Por: Johan Steed Ortiz Fernández
El 24 de mayo, Neiva cumplió 413 años. Más de cuatro siglos de historia que deberían celebrarse con orgullo, pero que hoy nos invitan más bien a una reflexión profunda. Porque esta ciudad, tan llena de potencial y de gente valiosa, llega a este nuevo aniversario marcada por el abandono, la improvisación y la falta de liderazgo.
Sus calles están destruidas, los servicios públicos colapsados, la infraestructura olvidada, la inseguridad creciendo como una sombra que avanza sin freno, y los jóvenes sin oportunidades, perdiendo cada día la fe en el futuro. Neiva no está siendo gobernada con amor, ni con compromiso, ni mucho menos con visión.
Y justo en medio de este escenario, ese mismo 24 de mayo, nació mi hijo Salvador. El mismo día que Neiva celebraba su aniversario, y también el día de María Auxiliadora, la virgen que representa la ayuda del cielo. Esa coincidencia no fue menor: fue una señal, una sacudida emocional y espiritual que me recordó por qué decidí alzar la voz. Por qué no me acomodo al silencio, ni me resigno a ver cómo esta ciudad se hunde en manos de los mismos de siempre.
Salvador llegó para cambiar mi vida. Pero también para recordarme como su nombre lo sugiere, que esta ciudad necesita ser salvada. De la corrupción disfrazada de gestión, del abandono institucional, del clientelismo que se disfraza de liderazgo, y del silencio cómplice de quienes prefieren callar para no incomodar.
Hoy celebro su vida, y celebro también a Neiva. Pero no con fiesta ni con cabalgatas, sino con la firme convicción de que esta ciudad necesita un nuevo comienzo. Que no basta con recordar su fundación si no nos comprometemos a construirle un futuro digno.
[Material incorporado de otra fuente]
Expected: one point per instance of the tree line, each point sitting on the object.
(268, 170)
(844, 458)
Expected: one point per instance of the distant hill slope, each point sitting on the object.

Y mientras nace la esperanza, también golpea la realidad. Hace varios días, un hecho estremecedor nos recordó lo frágiles que somos como sociedad: un niño de 11 años, Lian, fue secuestrado por un grupo armado. No lo conozco, pero su historia me duele como si fuera mi hijo. Lo sacaron de su casa, lo arrancaron de su entorno, y lo convirtieron en una estadística más en este país que cada día se acostumbra más al horror.
No me importa a qué se dediquen sus padres. Lo que me importa es que estamos hablando de un niño. De una vida inocente, de una infancia robada, de una línea que nunca debió cruzarse. Lo que están haciendo esos grupos armados no tiene perdón. Y el silencio de la sociedad es cómplice así como un gobierno que mantiene atadas a nuestras fuerzas militares y de policía pero que fortalece a estos grupos al margen de la ley. No podemos seguir callando. No podemos permitir que la guerra nos robe lo más sagrado: nuestros hijos.
Y no es el único caso que duele. En Neiva, las balas también están apagando vidas inocentes. Hace pocos días, una joven de 24 años estudiante de la Universidad Surcolombiana murió asesinada al parecer por una disputa de bandas que hoy controlan los barrios más empobrecidos de la ciudad. La conocí a través de su madre, una mujer valiente que tuvo que irse del país para poder garantizarle una vida digna a ella y a su nieta. Su hija soñaba con ser docente, con transformar vidas desde la educación. Pero ese sueño fue silenciado por una bala que nunca debió existir. Mucha fortaleza para su madre y toda la familia.
¿Hasta cuándo vamos a permitir que esto siga pasando?
Neiva está atrapada en una guerra silenciosa: la de las pandillas, el microtráfico y la falta de esperanza. Y eso es resultado directo del abandono estatal, de la ausencia de inversión social, y de una autoridad que perdió el control de los territorios donde más se le necesita. Donde el Estado no llega, llegan los criminales a ofrecerles a los jóvenes un arma o una muerte.
Alcalde, usted tiene hijos. Yo también. Como los tienen miles de ciudadanos que todos los días temen por su seguridad. Hagamos un pacto. No de aplausos ni de discursos, sino de acción. Deje de mirar para otro lado y démonos la mano para decirles a estos jóvenes que no todo está perdido, que hay otra forma de vivir, de crecer, de soñar.
Porque Neiva necesita dirigentes que no se escondan tras un escritorio, sino que caminen los barrios con dignidad, escuchen, abracen y propongan soluciones reales. Neiva necesita que volvamos a creer. Y yo, al ver nacer a Salvador, no puedo permitirme pensar que crecerá en la misma ciudad que se está cayendo a pedazos.
Salvador nació el día en que Neiva cumplió 413 años. Que ese sea el símbolo de un nuevo comienzo, de una ciudad que puede renacer si sus hijos deciden salvarla, no por interés, sino por amor. Porque la lucha no es por un cargo, es por la vida y un mejor futuro.